Rogersville and Jefferson Railroad Company was incorporated under special act of Tennessee on February 27, 1852.

In 1860, the company completed construction of 12.1 mi of gauge railroad line between Bulls Gap, Tennessee and Holston River, Tennessee.

Financing for the construction of the railroad and its rehabilitation after the American Civil War was obtained mainly through the State of Tennessee.

In 1867, the company constructed 2 mi of railroad line between Holston River, Tennessee and Rogersville, Tennessee.

The company was placed in receivership by the Governor of Tennessee in 1866 because it defaulted on the payment of the interest on its debt. The State of Tennessee appointed commissioners during the years 1867-1871 to sell the delinquent railroads on which the State had statutory liens. On March 20, 1872, Joseph Jacques, agent for the East Tennessee, Virginia and Georgia Railroad Company, bid $23,000 for the property.
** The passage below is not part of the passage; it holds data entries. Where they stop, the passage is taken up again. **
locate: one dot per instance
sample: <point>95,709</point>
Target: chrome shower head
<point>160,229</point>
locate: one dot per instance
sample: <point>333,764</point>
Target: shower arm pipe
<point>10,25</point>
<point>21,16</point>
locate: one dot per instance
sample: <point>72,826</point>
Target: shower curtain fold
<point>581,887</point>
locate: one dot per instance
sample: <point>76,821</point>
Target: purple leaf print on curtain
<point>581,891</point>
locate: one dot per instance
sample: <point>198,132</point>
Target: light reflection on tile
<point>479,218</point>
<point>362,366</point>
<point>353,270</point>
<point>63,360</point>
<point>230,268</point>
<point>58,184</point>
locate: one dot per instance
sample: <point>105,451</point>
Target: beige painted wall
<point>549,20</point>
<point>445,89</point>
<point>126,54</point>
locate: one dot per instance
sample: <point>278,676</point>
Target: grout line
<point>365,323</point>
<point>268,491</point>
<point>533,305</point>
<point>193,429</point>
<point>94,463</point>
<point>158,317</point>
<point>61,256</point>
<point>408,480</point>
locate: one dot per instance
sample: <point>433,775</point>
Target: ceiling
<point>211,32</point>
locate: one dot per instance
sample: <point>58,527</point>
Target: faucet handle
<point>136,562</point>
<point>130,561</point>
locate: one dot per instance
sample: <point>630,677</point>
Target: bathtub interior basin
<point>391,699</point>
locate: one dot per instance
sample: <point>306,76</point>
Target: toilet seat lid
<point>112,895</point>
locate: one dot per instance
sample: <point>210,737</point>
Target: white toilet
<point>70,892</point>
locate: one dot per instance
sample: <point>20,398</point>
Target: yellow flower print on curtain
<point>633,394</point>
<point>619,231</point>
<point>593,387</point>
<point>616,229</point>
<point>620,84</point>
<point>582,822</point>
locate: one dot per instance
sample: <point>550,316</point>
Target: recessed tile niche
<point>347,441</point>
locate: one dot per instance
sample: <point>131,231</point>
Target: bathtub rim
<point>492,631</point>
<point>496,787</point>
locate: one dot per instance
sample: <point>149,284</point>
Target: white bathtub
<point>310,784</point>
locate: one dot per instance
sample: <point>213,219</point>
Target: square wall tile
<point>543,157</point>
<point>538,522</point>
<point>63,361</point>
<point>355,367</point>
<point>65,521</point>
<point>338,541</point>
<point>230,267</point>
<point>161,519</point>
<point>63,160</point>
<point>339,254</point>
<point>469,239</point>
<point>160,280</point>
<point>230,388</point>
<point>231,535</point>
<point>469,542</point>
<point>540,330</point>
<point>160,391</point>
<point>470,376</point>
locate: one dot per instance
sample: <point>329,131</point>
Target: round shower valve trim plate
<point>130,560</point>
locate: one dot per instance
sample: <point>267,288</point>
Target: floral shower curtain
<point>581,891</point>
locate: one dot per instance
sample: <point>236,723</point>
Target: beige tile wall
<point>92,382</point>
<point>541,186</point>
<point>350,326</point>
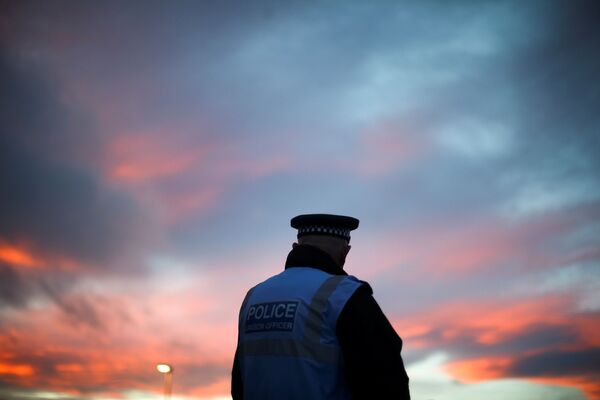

A court confirmed the sale on November 18, 1873. On December 26, 1873, the railroad line was sold to W. P. Elliott, who operated the line until September 13, 1877. On that date, W. P. Elliott conveyed the property to H. M. Aiken, who operated the property until October 24, 1884. On that date, Aiken conveyed the property to the Tennessee and Ohio Railroad Company.

The Tennessee and Ohio Railroad Company conveyed the property to East Tennessee, Virginia and Georgia Railroad Company on July 22, 1889.

The property eventually became part of Southern Railway Company on July 7, 1894, through its acquisition of the East Tennessee, Virginia and Georgia Railway Company.